Human Heritage on the Moon
For All Moonkind has an ambition — to educate the public about the human heritage on the moon by creating an online registry that archives moon landing related artifacts that are approved by archeologists and space scientists.
Role: Strategy / Design
Collaborate with: Founder / Technical Lead / Project Manager / Archaeologists and Space Scientists
Getting Public Recognition
One of the primary mission of For All Moonkind is to get the public enthusiastic again about our space missions globally and throughout history.
To achieve this goal, I was commissioned to design a set of high fidelity mockups for a public-facing web pages that will make people excited about moon landing sites.

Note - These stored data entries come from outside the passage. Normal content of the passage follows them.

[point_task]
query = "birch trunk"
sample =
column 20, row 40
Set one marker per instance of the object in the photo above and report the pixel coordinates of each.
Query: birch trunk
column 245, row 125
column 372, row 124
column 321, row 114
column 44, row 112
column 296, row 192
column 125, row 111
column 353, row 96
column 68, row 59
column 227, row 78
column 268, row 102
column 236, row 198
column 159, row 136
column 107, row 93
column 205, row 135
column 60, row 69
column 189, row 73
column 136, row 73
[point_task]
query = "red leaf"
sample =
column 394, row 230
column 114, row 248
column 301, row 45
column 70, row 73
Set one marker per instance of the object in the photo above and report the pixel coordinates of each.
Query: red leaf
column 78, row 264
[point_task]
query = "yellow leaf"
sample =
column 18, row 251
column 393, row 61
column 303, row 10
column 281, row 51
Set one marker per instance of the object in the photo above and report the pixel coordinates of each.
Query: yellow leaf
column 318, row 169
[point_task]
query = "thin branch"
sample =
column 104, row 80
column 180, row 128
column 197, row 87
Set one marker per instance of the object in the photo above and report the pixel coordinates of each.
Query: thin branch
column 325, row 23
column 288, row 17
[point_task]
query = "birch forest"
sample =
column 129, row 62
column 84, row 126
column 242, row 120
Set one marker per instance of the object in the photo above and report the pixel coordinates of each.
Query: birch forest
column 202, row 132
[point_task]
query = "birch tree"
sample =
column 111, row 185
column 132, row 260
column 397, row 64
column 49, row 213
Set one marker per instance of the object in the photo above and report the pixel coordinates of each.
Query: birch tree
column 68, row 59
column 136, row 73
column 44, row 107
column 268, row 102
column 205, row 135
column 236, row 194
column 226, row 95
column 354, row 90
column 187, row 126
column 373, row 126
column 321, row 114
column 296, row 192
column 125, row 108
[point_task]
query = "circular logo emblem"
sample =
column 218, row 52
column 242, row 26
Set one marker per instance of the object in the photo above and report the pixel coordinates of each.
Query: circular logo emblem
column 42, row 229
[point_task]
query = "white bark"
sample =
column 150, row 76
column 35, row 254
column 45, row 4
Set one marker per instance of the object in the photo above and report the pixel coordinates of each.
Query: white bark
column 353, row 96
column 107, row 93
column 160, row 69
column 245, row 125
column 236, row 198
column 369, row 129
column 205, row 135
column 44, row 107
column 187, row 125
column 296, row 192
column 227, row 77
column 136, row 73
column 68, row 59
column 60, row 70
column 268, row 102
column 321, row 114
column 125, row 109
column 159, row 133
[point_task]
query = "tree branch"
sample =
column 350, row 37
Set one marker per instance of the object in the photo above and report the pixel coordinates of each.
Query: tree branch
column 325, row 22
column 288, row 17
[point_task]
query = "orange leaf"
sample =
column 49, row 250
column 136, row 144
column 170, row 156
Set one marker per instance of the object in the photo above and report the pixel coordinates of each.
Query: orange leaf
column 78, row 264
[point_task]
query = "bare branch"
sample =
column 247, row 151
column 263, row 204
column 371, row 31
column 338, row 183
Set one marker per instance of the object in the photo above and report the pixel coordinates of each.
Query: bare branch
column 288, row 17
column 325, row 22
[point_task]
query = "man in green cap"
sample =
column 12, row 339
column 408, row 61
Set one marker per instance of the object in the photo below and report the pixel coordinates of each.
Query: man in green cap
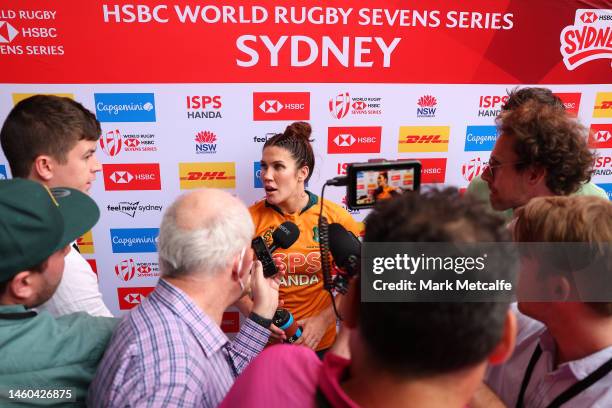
column 44, row 360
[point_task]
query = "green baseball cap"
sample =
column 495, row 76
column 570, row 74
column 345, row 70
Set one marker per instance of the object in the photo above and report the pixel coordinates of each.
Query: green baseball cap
column 35, row 222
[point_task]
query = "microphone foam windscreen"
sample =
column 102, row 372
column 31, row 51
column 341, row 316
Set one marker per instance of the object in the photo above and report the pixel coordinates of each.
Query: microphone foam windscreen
column 286, row 234
column 342, row 244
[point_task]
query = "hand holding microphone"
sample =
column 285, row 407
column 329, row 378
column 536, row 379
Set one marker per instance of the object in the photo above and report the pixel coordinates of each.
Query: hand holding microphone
column 282, row 237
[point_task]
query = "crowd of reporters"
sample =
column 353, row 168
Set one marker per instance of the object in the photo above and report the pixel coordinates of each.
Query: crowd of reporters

I gathered inspirations with elements that may be of visual interests when planning for the design, since I know that the goal for this set of mockup is more about public promotion, therefore it’s more important to produce something that’s visually impactful.
The visual identity is kept minimum with a sci-fi look and feel with light on dark elements.
Telling a Story
Although the primary function of the registry site is to be catalogue all artifacts from the global moon landing sites, storytelling may be the best way to get people excited about the space missions.
When presented at an UN conference, it was very positively received.
(The data presented on the set of mockups is not accurate, and is meant to be placeholders.)
A Rigorous Review Process
The working group that consists of archeologists and space scientists are very concerned about the dignity and accuracy of the data being stored and presented on the registry. Unlike Wikipedia, where crowdsource editing is encouraged, the working group wanted a very rigorous review process that consists all the essential steps to ensure both the data and metadata are recorded accurately.
Internally, we had to structure the data to develop the archive. To approach this, I looked at museum websites and online archives, and came up with a basic structure.
A Review Dashboard
A Review Dashboard is what accredited scientists of the registry have access to, in order to manage their review and approval process of data entry into the registry.
Previously, when presenting the design to the scientists from the working group, it wasn’t immediately clear that the design is not meant to be accurate or finished—instead, it is a visual representation of what the final product could be, and a visual cue to get their responses and feedback in order to move on to our design and development next stages.
Ideally, I would rather run some participatory design working session with the scientists to understand their expertise, concerns, and preferences. However, it is quite challenging to get much time with the scientists, we had to be as strategic and careful as we could to explain the design when we did get a chance to present to them.
To even better clarify the design, so that the scientists don’t get sidetracked by placeholder texts, I annotated each elements on the dashboard.
This project is still ongoing. The next step for design is to sketch out the entire review flow that is intuitive and can ensure data accuracy and dignity during the review process.